Hirschi and her partner, Paige Wilder, will conduct an eight-hour training session focusing on non-violence in its many forms. The seminar, sponsored by and held at the YWCA, will take place Saturday, Jan. 25. Cost is $25, and full and partial scholarships are available. To register or for information, call Jane Edwards at 355-2804."Our format is a series of presentations by trainers, with active participation by the group," Hir-schi said. "I really believe that there's a legacy of violence, so it's important to learn consensus decisionmaking to facilitate discussions. We each have personal responsibility for peace, whether it's in the home or world peace."

Participants will learn about non-violent political activism, alternative ways to resolve conflicts, how to talk things out and more, Hirschi said.

"I believe, for instance, that there is a connection between the bomb in our own hearts and the one in our back yard - the Trident missile system. You can't put yourself on the line to protest war or violence of any type if your heart is filled with violence and anger. At the same time, I don't think you can just sit at home and burn candles and meditate, either."
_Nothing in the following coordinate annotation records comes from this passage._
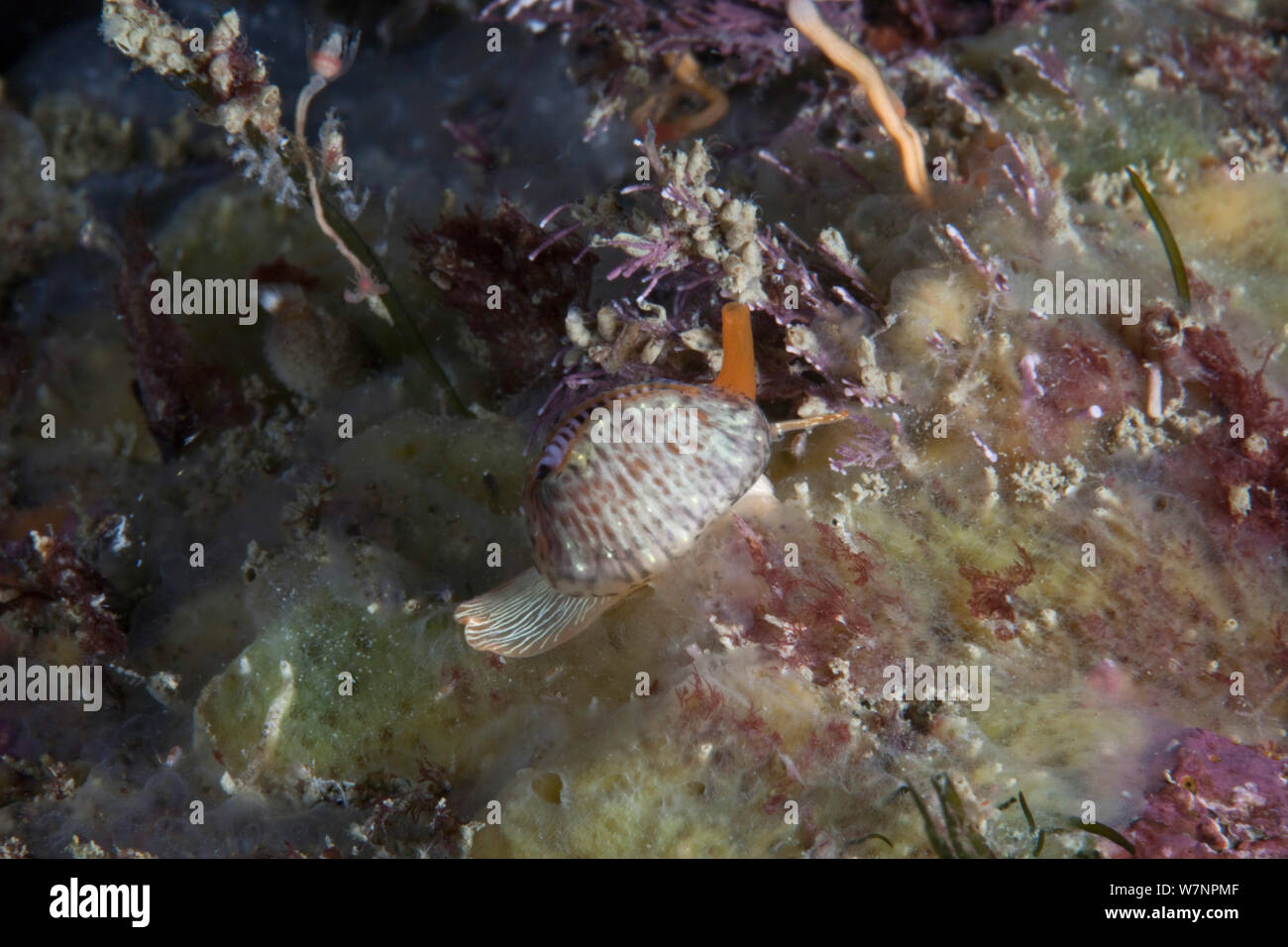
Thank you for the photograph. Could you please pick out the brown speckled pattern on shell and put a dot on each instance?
(606, 517)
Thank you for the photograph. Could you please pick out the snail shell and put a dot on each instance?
(614, 497)
(608, 509)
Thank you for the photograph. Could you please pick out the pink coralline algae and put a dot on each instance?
(1222, 800)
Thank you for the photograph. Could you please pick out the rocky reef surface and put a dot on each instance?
(1029, 599)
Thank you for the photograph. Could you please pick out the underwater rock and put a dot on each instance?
(1220, 800)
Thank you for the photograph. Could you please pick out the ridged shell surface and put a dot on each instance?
(609, 505)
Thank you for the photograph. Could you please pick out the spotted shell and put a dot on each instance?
(608, 508)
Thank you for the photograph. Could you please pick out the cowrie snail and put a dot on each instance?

Through "go-rounds," workshop participants will be asked to talk about their own experiences with anger or violence. They will also assume roles as a way to see the many ways a situation can be handled.

Hirschi remembers daily visits to a nearby store where she'd buy beverages. There were two clerks, one of them very nice and the other very unpleasant. She made it a point to be cold and distant with the latter.

"One day I got confused and thought she was the nice clerk, so I chit-chatted with her," Hirschi said. "Only after we'd had a very nice conversation did I realize she was the clerk I thought I hated."

Hirschi and Wilder will also try to teach people how to use breathing and silence as ways to calm a situation and avoid violence. Everything doesn't have to be done this minute. It's OK to take a deep breath and sit still for a minute to focus, Hirschi said.

For Hirschi, teaching non-violence is a ministry, completely in tune with her religious beliefs as a Quaker. Over the years, she said she has learned that "in dealing with people who disagree with me, I am merely looking in the mirror. I don't have any great virtue or righteousness and I don't have a corner on it. I just want peace."